The effects can be categorised as follows:

  • The impact on the profitability of farms that are dependent on derogation from the loss of output.
  • The impact on other farmers who lose rental land to derogation farmers who wish to maintain total output.  This is a big problem for active cattle, sheep and tillage farmers who can’t compete with crazy land rental prices.  We need tillage to reduce dependence on imported feed and it is very difficult to operate suckler or dairy farms without straw at calving time.
  • A decrease to 170 would undermine our grass-based system and the competitive advantage we have compared to our EU neighbours.  The grass-fed beef PGI is a recognition that grass based farming is a traditional and valuable system of farming which brings many benefits in terms of animal welfare, nutrition, and better food for consumers. 
  • The overall impact will be to undermine our food exports which were worth more than €16 billion in 2023.
  • What are the anticipated social effects for the agricultural sector that would result from a further decrease to the Nitrates Derogation?

It is our view that the reduction from 250 to 220 has been difficult for farmers because plans have been de-railed, and this is a source of frustration.

A reduction to 170 would likely undermine the prospects for many young people who would question the economics of full-time farming.

The point is that the social fabric of rural Ireland is certainly threatened by the lack of young people wanting to farm.  More and more inspections, complex rules, penalties, and poor prospects for viable farming will only make this worse. 

  • Is it possible to maintain Ireland’s Nitrates Derogation at its current level, while ensuring that there are improvements to Ireland’s water quality?

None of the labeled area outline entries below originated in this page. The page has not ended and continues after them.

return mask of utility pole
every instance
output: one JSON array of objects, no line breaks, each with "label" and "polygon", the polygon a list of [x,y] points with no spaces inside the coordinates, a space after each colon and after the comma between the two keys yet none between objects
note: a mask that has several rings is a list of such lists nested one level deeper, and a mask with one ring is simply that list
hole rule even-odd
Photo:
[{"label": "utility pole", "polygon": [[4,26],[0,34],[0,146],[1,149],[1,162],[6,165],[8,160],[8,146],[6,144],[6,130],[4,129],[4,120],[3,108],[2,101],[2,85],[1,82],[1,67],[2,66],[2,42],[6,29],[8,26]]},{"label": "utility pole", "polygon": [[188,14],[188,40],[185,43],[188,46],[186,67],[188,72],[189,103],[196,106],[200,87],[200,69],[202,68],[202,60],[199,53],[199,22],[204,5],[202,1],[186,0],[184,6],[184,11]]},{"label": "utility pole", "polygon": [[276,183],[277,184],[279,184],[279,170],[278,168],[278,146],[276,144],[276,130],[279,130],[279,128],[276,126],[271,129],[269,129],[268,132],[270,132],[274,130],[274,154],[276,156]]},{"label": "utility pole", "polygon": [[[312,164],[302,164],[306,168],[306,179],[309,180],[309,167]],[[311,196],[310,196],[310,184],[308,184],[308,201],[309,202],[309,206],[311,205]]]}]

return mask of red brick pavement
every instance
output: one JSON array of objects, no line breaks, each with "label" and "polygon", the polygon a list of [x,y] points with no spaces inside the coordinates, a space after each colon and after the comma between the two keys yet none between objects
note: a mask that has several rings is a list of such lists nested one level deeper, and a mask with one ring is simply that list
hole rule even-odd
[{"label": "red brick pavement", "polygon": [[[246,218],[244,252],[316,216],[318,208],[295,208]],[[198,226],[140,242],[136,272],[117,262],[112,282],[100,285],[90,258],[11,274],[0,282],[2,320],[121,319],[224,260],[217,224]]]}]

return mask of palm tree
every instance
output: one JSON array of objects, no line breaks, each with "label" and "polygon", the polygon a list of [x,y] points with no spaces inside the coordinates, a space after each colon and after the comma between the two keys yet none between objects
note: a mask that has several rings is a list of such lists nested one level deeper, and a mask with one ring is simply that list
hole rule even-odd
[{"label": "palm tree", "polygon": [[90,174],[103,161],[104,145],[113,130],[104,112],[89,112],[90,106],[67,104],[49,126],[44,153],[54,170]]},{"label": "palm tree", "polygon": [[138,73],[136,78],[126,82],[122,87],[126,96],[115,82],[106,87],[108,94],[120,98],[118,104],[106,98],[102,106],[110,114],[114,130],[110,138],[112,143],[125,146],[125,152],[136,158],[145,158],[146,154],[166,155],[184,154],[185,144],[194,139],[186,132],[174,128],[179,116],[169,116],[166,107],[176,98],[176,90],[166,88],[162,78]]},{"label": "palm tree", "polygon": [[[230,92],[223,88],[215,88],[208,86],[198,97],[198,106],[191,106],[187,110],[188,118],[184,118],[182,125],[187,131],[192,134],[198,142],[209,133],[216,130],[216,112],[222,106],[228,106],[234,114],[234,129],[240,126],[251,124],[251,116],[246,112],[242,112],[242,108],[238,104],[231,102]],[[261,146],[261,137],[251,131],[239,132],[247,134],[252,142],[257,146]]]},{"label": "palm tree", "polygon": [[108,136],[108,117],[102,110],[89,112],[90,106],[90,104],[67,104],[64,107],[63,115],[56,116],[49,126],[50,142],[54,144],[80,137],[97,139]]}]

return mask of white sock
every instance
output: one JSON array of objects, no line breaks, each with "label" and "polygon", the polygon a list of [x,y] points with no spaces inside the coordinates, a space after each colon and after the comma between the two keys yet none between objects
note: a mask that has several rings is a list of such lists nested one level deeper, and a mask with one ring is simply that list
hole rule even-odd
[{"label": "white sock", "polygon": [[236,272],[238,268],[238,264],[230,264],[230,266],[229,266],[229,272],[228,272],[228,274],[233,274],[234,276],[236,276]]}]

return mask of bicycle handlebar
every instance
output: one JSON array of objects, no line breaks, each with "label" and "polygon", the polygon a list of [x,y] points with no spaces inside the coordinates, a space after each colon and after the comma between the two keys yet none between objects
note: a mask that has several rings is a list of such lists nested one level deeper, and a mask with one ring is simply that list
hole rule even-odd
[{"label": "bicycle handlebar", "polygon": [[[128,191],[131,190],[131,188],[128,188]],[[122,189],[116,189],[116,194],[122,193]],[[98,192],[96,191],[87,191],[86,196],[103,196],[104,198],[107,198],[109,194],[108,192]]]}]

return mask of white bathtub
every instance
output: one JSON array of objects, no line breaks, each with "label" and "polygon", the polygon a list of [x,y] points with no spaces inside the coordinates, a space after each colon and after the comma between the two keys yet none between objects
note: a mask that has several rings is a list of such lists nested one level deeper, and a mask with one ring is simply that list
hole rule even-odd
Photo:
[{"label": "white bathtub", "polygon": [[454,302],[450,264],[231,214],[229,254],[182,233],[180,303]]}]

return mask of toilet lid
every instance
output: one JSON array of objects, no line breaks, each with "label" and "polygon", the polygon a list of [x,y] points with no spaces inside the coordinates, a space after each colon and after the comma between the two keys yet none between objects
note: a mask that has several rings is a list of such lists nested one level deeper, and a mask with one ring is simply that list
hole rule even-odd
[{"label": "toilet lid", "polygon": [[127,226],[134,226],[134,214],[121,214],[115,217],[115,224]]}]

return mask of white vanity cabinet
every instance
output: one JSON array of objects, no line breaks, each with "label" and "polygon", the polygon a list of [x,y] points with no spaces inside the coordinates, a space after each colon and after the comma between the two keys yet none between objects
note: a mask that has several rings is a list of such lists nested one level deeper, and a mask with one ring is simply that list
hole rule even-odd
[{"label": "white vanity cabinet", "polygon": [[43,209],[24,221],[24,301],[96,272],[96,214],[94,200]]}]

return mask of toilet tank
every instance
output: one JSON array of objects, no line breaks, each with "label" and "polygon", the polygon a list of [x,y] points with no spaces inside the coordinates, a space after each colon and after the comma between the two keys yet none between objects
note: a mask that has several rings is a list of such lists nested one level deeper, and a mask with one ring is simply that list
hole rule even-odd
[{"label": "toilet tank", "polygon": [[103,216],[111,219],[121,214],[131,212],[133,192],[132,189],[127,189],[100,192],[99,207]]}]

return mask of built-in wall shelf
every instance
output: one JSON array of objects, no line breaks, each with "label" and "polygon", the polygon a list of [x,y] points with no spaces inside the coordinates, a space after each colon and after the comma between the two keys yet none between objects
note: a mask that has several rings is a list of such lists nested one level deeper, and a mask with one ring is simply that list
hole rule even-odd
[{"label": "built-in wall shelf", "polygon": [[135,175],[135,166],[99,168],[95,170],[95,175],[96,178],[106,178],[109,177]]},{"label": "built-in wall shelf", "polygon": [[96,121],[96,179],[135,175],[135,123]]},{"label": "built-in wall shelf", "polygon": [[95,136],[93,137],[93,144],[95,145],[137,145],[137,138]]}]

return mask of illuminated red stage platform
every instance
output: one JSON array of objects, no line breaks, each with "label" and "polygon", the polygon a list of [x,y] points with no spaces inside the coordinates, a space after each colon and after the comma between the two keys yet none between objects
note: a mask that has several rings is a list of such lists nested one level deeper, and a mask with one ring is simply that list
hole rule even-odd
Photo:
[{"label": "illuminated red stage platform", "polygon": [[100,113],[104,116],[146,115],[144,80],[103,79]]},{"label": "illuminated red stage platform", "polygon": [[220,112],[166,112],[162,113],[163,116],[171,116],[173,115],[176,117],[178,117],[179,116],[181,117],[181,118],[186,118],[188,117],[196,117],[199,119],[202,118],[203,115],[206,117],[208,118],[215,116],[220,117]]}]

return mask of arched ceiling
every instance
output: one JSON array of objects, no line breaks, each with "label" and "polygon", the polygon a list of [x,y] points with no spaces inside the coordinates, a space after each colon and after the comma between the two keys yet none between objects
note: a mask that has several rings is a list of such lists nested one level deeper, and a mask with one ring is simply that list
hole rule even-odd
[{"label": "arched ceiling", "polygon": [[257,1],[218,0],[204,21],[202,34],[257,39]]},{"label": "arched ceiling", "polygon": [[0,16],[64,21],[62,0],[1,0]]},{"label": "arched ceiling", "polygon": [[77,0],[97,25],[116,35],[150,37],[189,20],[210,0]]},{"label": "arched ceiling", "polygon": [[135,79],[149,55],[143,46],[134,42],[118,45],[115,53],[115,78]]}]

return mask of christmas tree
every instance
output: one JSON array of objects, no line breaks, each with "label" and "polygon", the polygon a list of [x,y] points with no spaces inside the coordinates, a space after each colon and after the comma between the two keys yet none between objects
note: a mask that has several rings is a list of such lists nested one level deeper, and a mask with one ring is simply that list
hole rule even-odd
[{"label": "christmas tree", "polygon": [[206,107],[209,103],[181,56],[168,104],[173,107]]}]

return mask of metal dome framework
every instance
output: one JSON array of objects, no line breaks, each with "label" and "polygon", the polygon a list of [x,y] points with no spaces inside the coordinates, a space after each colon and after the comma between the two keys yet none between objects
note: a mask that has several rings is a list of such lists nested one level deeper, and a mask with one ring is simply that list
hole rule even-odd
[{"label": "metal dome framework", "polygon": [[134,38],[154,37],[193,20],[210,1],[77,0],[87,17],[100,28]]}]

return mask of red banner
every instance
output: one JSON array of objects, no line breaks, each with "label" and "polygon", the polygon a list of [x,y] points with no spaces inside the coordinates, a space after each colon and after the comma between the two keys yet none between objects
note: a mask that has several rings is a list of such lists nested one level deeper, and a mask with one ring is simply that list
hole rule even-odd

It is difficult to make definitive judgements on water quality improvements when we still see Uisce Eireann being fined for allowing polluting material into water catchments after 10 years of ownership of water schemes.

There is also the challenge that science is still evolving, and farmers are struggling to keep up with changing advice.  For example, farmers have invested billions in slurry storage over the past twenty years in line with the scientific advice.   But it is the case that climate patterns, especially rainfall, has led to questions about whether there is enough storage on farms.  As it stands, the storage requirements vary from 16 to 22 weeks depending on what part of the country you farm in.

It is looking like this is not enough but there is a serious question about how extra storage can be achieved on farms at a time when interest rates are no longer low, construction costs have rocketed, and the TAMS system is broken.

How can we expect low-income beef and suckler farmers to invest in additional storage when their income is not enough to cover repayments? 

ICSA believes that it is time for the Minister to take on board the recommendations of the Ag Water Quality Group to increase the rate of grant for slurry storage.  A 70% grant was announced in the budget for tillage farms importing slurry – we think this should apply to all farms.  It is far more practical in most cases to store the slurry where the animals are kept.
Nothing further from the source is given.